Capital and Profitability Ratios
Capital One’s capital and profitability ratios continued to improve in the reported quarter. As of Jun 30, 2013, return on average assets improved to 1.66% from 1.51% as of Mar 31, 2013. Similarly, return on average common equity improved to 11.97% from 11.23% in the prior quarter.
As of Jun 30, 2013, Tier 1 risk-based capital ratio came in at 12.4%, up from 12.2% as of Mar 31, 2013. Moreover, total risk-based capital ratio grew to 14.7% from 14.4% as of Mar 31, 2013.

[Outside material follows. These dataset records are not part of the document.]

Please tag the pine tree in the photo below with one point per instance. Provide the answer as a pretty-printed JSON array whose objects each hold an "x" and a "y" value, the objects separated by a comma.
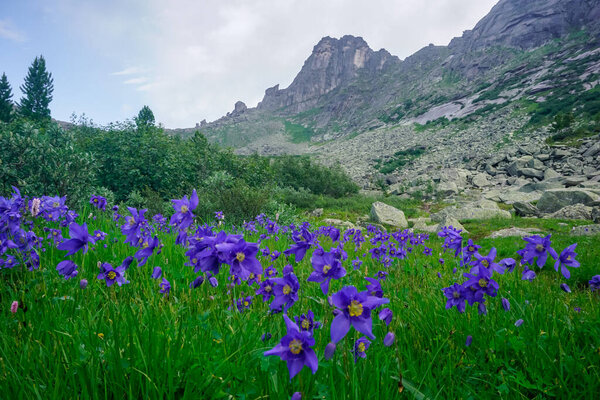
[
  {"x": 37, "y": 90},
  {"x": 145, "y": 118},
  {"x": 6, "y": 104}
]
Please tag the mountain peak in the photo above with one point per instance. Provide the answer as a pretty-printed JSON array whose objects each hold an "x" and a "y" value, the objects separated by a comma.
[
  {"x": 527, "y": 24},
  {"x": 332, "y": 63}
]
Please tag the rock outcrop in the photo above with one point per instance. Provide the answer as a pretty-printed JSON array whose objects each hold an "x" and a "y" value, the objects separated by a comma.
[{"x": 388, "y": 215}]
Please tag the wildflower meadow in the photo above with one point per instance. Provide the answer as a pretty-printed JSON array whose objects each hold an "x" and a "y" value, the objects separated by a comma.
[{"x": 112, "y": 302}]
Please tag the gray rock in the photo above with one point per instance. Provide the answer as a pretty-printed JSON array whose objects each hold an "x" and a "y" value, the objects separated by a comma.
[
  {"x": 523, "y": 209},
  {"x": 586, "y": 230},
  {"x": 510, "y": 232},
  {"x": 554, "y": 199},
  {"x": 481, "y": 180},
  {"x": 447, "y": 188},
  {"x": 514, "y": 196},
  {"x": 574, "y": 180},
  {"x": 560, "y": 153},
  {"x": 386, "y": 214},
  {"x": 531, "y": 173},
  {"x": 449, "y": 221},
  {"x": 317, "y": 212},
  {"x": 535, "y": 164},
  {"x": 550, "y": 173},
  {"x": 596, "y": 215},
  {"x": 541, "y": 186},
  {"x": 482, "y": 209},
  {"x": 577, "y": 211},
  {"x": 338, "y": 223},
  {"x": 592, "y": 151}
]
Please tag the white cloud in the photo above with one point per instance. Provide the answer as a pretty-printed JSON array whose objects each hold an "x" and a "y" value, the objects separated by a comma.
[
  {"x": 135, "y": 81},
  {"x": 204, "y": 55},
  {"x": 130, "y": 71},
  {"x": 8, "y": 31}
]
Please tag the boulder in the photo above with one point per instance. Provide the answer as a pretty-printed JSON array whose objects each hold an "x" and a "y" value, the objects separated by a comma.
[
  {"x": 482, "y": 209},
  {"x": 585, "y": 230},
  {"x": 480, "y": 180},
  {"x": 515, "y": 196},
  {"x": 524, "y": 209},
  {"x": 447, "y": 188},
  {"x": 554, "y": 199},
  {"x": 511, "y": 232},
  {"x": 386, "y": 214},
  {"x": 596, "y": 215},
  {"x": 449, "y": 221},
  {"x": 338, "y": 223},
  {"x": 592, "y": 151},
  {"x": 577, "y": 211}
]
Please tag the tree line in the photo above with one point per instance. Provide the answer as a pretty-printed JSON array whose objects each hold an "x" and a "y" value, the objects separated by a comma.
[{"x": 136, "y": 163}]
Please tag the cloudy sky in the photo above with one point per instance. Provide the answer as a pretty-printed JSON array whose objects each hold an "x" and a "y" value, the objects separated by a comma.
[{"x": 193, "y": 59}]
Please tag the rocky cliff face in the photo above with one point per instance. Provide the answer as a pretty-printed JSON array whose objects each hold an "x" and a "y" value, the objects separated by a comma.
[
  {"x": 526, "y": 59},
  {"x": 526, "y": 24},
  {"x": 333, "y": 63}
]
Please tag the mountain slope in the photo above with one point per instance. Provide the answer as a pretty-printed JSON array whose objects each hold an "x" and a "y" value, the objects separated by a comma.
[{"x": 521, "y": 65}]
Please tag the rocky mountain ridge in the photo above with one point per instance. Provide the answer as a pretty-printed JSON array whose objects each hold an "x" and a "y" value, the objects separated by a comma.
[{"x": 495, "y": 89}]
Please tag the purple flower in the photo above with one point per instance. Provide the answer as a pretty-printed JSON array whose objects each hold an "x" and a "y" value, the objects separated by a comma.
[
  {"x": 329, "y": 350},
  {"x": 266, "y": 289},
  {"x": 389, "y": 339},
  {"x": 374, "y": 287},
  {"x": 518, "y": 322},
  {"x": 197, "y": 282},
  {"x": 528, "y": 275},
  {"x": 537, "y": 247},
  {"x": 67, "y": 268},
  {"x": 360, "y": 348},
  {"x": 482, "y": 308},
  {"x": 295, "y": 349},
  {"x": 112, "y": 275},
  {"x": 285, "y": 290},
  {"x": 146, "y": 250},
  {"x": 303, "y": 242},
  {"x": 156, "y": 274},
  {"x": 386, "y": 315},
  {"x": 80, "y": 238},
  {"x": 567, "y": 259},
  {"x": 327, "y": 266},
  {"x": 266, "y": 336},
  {"x": 183, "y": 216},
  {"x": 480, "y": 280},
  {"x": 354, "y": 309},
  {"x": 488, "y": 261},
  {"x": 456, "y": 295},
  {"x": 241, "y": 256},
  {"x": 165, "y": 287}
]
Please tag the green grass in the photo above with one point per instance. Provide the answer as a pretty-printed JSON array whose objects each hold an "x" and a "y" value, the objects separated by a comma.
[{"x": 131, "y": 342}]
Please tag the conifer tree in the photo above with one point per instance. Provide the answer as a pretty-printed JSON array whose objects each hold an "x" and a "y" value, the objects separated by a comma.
[
  {"x": 37, "y": 91},
  {"x": 145, "y": 118},
  {"x": 6, "y": 104}
]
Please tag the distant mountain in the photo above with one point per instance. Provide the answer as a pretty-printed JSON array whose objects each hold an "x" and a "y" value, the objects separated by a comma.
[{"x": 521, "y": 58}]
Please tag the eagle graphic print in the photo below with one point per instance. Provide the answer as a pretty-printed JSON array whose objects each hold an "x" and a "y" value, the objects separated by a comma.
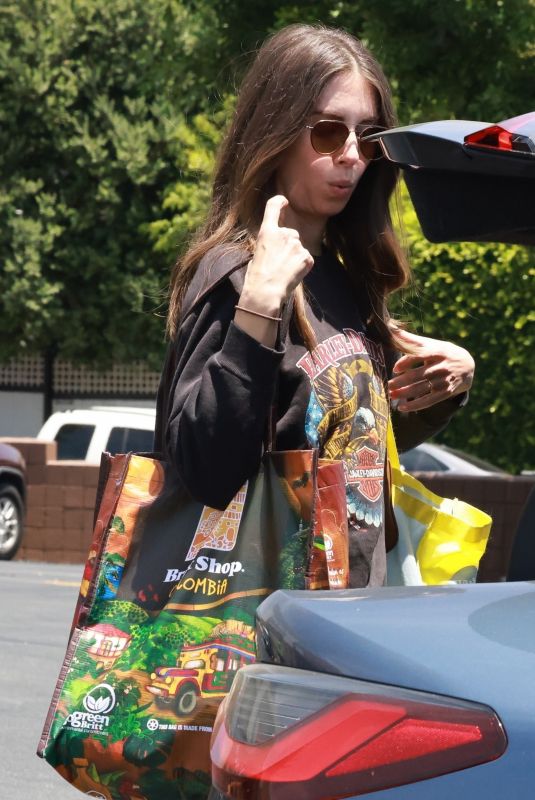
[{"x": 347, "y": 418}]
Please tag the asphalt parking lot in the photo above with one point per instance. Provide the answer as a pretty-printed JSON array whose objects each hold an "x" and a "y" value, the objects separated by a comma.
[{"x": 37, "y": 603}]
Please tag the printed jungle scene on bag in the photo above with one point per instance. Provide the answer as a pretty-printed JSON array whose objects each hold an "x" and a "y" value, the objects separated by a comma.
[{"x": 160, "y": 638}]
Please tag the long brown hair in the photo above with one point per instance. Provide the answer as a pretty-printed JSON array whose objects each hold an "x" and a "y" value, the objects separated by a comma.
[{"x": 277, "y": 96}]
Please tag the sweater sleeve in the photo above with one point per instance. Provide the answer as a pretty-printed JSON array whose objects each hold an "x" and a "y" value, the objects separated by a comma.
[{"x": 219, "y": 400}]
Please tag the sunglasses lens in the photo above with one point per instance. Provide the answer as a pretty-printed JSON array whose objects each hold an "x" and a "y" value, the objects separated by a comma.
[{"x": 328, "y": 136}]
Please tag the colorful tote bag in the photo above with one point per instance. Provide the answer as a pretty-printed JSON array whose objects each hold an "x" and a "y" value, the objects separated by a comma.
[
  {"x": 166, "y": 612},
  {"x": 440, "y": 540}
]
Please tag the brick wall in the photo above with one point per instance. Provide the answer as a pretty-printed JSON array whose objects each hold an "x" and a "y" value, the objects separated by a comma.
[
  {"x": 60, "y": 503},
  {"x": 61, "y": 496}
]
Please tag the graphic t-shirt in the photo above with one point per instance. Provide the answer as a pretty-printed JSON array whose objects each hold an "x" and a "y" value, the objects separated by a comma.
[{"x": 218, "y": 386}]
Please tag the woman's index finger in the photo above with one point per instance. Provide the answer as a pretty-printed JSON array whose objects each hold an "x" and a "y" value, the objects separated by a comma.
[{"x": 273, "y": 210}]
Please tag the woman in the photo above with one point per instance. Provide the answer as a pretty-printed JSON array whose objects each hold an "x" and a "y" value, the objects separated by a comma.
[{"x": 301, "y": 202}]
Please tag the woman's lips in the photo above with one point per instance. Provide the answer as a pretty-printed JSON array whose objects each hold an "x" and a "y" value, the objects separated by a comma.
[{"x": 341, "y": 189}]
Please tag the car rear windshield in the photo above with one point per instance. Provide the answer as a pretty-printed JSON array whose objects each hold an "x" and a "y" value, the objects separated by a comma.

Further, the company’s tangible book value per share was $41.57 as of Jun 30, 2013, down from $41.87 as of Mar 31, 2013.
Capital Deployment Plans
Earlier this month, Capital One announced a repurchase authorization of up to $1.0 billion shares by its board of directors. This followed the Federal Reserve’s approval of its capital plan in March. However, this buyback program under which shares can be repurchased through Mar 2014, is subject to certain conditions.

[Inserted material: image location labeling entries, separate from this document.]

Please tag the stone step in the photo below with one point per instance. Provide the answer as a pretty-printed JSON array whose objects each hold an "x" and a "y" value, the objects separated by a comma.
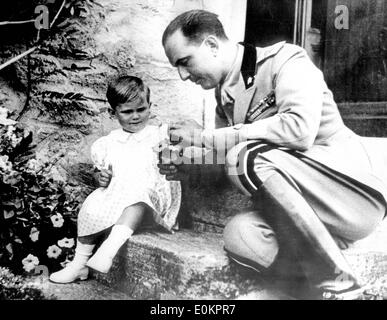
[
  {"x": 193, "y": 265},
  {"x": 183, "y": 265},
  {"x": 80, "y": 290}
]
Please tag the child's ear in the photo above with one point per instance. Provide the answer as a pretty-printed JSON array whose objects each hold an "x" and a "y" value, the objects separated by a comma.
[{"x": 112, "y": 113}]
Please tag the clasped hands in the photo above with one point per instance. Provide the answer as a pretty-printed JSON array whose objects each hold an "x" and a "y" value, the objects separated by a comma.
[
  {"x": 104, "y": 176},
  {"x": 182, "y": 134}
]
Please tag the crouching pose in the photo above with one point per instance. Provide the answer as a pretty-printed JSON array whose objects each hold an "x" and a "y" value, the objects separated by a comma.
[
  {"x": 319, "y": 185},
  {"x": 130, "y": 185}
]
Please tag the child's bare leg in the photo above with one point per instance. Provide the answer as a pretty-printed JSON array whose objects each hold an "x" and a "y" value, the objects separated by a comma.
[
  {"x": 76, "y": 269},
  {"x": 123, "y": 229},
  {"x": 133, "y": 215}
]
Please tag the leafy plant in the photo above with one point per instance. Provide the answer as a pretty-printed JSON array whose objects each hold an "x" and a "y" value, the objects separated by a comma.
[
  {"x": 37, "y": 213},
  {"x": 14, "y": 287}
]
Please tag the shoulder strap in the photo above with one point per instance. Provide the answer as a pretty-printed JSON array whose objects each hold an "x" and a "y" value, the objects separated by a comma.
[
  {"x": 249, "y": 63},
  {"x": 280, "y": 59}
]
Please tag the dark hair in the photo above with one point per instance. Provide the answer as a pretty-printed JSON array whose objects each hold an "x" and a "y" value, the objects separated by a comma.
[
  {"x": 125, "y": 89},
  {"x": 196, "y": 25}
]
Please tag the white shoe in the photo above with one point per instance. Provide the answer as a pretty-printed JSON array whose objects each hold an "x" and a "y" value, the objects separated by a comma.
[
  {"x": 70, "y": 273},
  {"x": 100, "y": 261}
]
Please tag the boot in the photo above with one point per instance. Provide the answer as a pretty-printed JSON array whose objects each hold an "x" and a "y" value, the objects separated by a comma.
[
  {"x": 76, "y": 269},
  {"x": 102, "y": 260}
]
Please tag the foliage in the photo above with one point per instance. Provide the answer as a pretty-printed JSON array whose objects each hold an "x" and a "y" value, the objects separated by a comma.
[
  {"x": 63, "y": 106},
  {"x": 37, "y": 213},
  {"x": 14, "y": 287}
]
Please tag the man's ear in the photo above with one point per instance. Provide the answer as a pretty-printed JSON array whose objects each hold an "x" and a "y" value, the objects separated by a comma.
[{"x": 212, "y": 42}]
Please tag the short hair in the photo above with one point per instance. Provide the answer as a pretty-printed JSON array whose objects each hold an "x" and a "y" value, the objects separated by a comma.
[
  {"x": 125, "y": 89},
  {"x": 195, "y": 25}
]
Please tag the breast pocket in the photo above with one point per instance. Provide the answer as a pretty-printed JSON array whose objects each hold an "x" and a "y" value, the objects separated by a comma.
[{"x": 265, "y": 108}]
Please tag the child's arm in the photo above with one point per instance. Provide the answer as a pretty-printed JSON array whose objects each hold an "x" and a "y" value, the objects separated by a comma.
[
  {"x": 103, "y": 172},
  {"x": 104, "y": 177}
]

Capital One will be allowed to undertake the repurchase program after it successfully completes the sale of Best Buy Co.’s credit-card business to Citigroup Inc. (C - Analyst Report) . This deal is expected to close in the third quarter of 2013.
Additionally, consistent with its capital plan, In May 2013, Capital One hiked its quarterly dividend 500% to 30 cents per share. The new dividend was paid on May 23, 2013 to shareholders of record as on May 13, 2013.

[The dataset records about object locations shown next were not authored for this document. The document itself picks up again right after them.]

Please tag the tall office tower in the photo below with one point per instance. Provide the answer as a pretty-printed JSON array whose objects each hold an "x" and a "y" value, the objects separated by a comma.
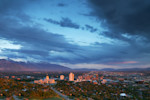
[
  {"x": 47, "y": 77},
  {"x": 71, "y": 77},
  {"x": 62, "y": 77}
]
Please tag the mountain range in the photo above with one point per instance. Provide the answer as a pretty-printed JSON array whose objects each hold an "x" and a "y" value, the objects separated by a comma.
[{"x": 9, "y": 65}]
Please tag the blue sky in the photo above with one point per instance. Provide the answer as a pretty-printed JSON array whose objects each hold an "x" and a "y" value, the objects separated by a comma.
[{"x": 77, "y": 34}]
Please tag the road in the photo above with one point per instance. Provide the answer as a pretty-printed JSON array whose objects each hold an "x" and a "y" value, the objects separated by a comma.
[{"x": 60, "y": 94}]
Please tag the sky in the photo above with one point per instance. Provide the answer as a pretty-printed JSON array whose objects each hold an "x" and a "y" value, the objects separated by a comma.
[{"x": 76, "y": 33}]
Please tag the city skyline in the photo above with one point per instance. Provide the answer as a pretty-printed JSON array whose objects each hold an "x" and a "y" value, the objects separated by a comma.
[{"x": 91, "y": 34}]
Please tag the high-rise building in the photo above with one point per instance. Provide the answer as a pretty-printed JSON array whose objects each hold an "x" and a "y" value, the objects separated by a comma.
[
  {"x": 47, "y": 77},
  {"x": 71, "y": 77},
  {"x": 62, "y": 77}
]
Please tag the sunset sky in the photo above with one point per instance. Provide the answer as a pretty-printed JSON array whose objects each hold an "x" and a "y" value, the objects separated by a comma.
[{"x": 76, "y": 33}]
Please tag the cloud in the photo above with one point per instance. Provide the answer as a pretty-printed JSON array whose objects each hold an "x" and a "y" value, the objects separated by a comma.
[
  {"x": 123, "y": 16},
  {"x": 61, "y": 4},
  {"x": 65, "y": 22},
  {"x": 27, "y": 40},
  {"x": 90, "y": 28}
]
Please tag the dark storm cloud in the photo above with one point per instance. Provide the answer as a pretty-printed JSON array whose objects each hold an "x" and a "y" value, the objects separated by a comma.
[
  {"x": 90, "y": 28},
  {"x": 124, "y": 16},
  {"x": 65, "y": 22},
  {"x": 61, "y": 4},
  {"x": 37, "y": 43}
]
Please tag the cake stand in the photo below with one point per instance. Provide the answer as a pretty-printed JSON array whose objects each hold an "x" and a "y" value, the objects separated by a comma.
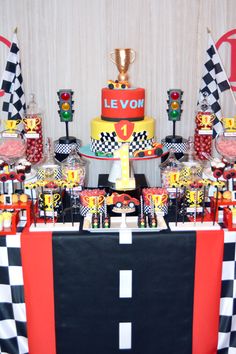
[{"x": 115, "y": 171}]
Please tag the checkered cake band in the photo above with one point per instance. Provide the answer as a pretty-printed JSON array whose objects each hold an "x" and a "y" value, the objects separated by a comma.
[
  {"x": 227, "y": 323},
  {"x": 13, "y": 332},
  {"x": 176, "y": 147},
  {"x": 41, "y": 174},
  {"x": 163, "y": 209},
  {"x": 85, "y": 210},
  {"x": 109, "y": 143},
  {"x": 65, "y": 148}
]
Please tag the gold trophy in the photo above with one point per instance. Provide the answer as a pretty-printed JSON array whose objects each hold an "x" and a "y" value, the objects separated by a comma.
[
  {"x": 122, "y": 58},
  {"x": 31, "y": 124},
  {"x": 11, "y": 124},
  {"x": 206, "y": 120},
  {"x": 229, "y": 124}
]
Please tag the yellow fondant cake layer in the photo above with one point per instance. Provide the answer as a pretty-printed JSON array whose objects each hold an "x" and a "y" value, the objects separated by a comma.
[{"x": 123, "y": 129}]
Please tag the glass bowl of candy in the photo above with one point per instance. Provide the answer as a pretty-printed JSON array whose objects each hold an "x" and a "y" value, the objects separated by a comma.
[
  {"x": 226, "y": 147},
  {"x": 12, "y": 145}
]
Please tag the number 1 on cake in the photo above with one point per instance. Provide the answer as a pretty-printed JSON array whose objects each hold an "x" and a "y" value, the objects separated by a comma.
[{"x": 125, "y": 182}]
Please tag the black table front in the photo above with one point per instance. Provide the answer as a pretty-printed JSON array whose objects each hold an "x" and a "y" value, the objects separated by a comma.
[{"x": 88, "y": 309}]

We anticipate continued synergies from Capital One’s geographic diversification and 2 of its major acquisitions, namely HSBC Holdings plc’s credit card business and ING Direct USA, the online banking unit of ING Groep NV (ING - Snapshot Report) . Moreover, the resilience shown by most of the company’s businesses will continue to support its financials.
Nevertheless, exposure to commercial real estate, a weak demand for loans and the impact of new financial regulations are expected to dent results in the near term.
Capital One currently carries a Zacks Rank #2 (Buy).